Bugün kuyruğuna basılmış kedi gibi ciyaklayan CHP, o gün, Kreş adı altında sübyan mektepleri açılıyor diyerek tozu dumana kattı..

Bu zihniyetin hizmetkarı olarak yargıya sızanlar da, İslami cemaatleri öcü gibi gösterip, operasyon düzenlemeye başladı!?..

***

Bir de o dönemin tarafsız(!) Cumhurbaşkanı Sezer’in aldığı sahne vardı!.. 

5393 sayılı Belediyeler Kanunu ki kısmi olarak Meclis’e iade edildiyse de, istemeye istemeye, imzalayıp, onayladı!..

Ancak CHP ilgili Yasa’nın 14. Maddesinin ikinci fıkrasının iptali ve yürürlüğünün durdurulması için Anayasa Mahkemesi’ne dava açtı!..

***

Baş aktör kim?.. Hatırladığım kadarıyla dönemin İstanbul Milletvekili Kemal Kılıçdaroğlu..

O gün maharetlerinin ilk basamaklarında, göze girme gayretinde olan biriydi..

Çok tarafsız(!) Sezer’in dava açacağını duyurduğu 12 Temmuz 2005 tarihinde.. Malum kendileri;  

Kaçak(!) Kur’an kursu açanlara ve işletenlere verilen hapis cezasında indirim getiren yasanın iptali ile meşguldu..

Belediyelere okul öncesi eğitim olanağı sağlayan yeni kanunu AYM’ye götürmek, Türkiye Cumhuriyeti tarihinin en karanlık günlerini yaşıyor diyen CHP'li Oya Araslı ile Haluk Koç’a görev verildi..

 ***

 

Onlar da tarafsız(!) Cumhurbaşkanı Sezer’le el ele vererek, operasyona geçti. “Uygulamada okul öncesi eğitimde belediyelere görev verilmesinin, eğitimin laikleşmesini ve tek elden yürütülmesini amaçlayan eğitim birliği ilkesiyle, ulusal birlik amacıyla, demokratik, laik, eşitlikçi, adil, işlevsel ve bilimsel temellere dayalı eğitim anlayışıyla, Anayasa'nın Atatürk ilke ve devrimlerini temel alan ruhuyla bağdaşmadığı”nı…

(…)

“Okul öncesi eğitim için bina sağlamak ve eğitim kurumu açmanın belediyenin görevi olabileceği, ancak burada verilecek eğitimin tamamen merkezi idarenin görev ve sorumluluğunda olması gerektiği”ni belirten bir dava dilekçesiyle AYM’ye başvurdu!?.

***

Anayasa Mahkemesi Başkanlığı koltuğunda o günlerde vekâleten oturan kişi de, Haşim Kılıç’tı..

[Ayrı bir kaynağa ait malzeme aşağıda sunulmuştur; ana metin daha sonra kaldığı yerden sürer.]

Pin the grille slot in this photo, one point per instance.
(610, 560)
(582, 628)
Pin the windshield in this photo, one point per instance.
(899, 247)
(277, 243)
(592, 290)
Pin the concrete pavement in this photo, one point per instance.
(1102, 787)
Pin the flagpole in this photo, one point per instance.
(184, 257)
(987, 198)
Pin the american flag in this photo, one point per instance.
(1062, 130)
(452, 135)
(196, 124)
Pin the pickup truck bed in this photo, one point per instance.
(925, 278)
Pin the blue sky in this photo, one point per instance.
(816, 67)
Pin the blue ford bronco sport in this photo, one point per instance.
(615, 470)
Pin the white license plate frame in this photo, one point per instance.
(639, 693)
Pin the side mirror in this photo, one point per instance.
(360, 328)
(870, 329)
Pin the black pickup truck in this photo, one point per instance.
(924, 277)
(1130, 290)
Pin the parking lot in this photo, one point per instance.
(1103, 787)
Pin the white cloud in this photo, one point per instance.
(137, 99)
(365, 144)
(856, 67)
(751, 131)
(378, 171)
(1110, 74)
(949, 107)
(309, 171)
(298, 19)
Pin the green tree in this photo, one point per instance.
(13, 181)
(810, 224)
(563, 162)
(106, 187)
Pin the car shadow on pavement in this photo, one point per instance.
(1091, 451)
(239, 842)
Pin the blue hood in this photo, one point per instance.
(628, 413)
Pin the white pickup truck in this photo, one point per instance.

Sezer’in ve CHP’nin talebi doğrultusunda verdikleri hükmün yürürlüğünü durdurduklarına dair kararı aldırıp, açıkladılar!.

 Büyük bir maharetle; iştahlı iştahlı…

Tüm bu aksiyonel gelişmelerin sonucuyla, 29 Aralık 2007 tarihli Resmi Gazete’de yayımlanan gerekçeli karar ile “eğitimin ulusal nitelikte olduğu ve mahalli müşterek nitelikte bir ihtiyaç olarak görülemeyeceği” denildi.

***

Yani, açık ve net bir şekilde, Belediyeler için şu söylendi..

“Devlete ait her derecedeki okul binalarının inşaatı ile bakım ve onarımını yapabilir veya yaptırabilir, her türlü araç, gereç ve malzeme ihtiyaçlarını karşılayabilir fakat eğitim ve öğretime karışamaz…” 

***

Netice itibariyle anaokulu statüsüyle kreş açmak ya da seçim vaadi olarak, seçmene taahhüt etmek yasayı iptal eden “utanç vesikasıyla” hayal oldu..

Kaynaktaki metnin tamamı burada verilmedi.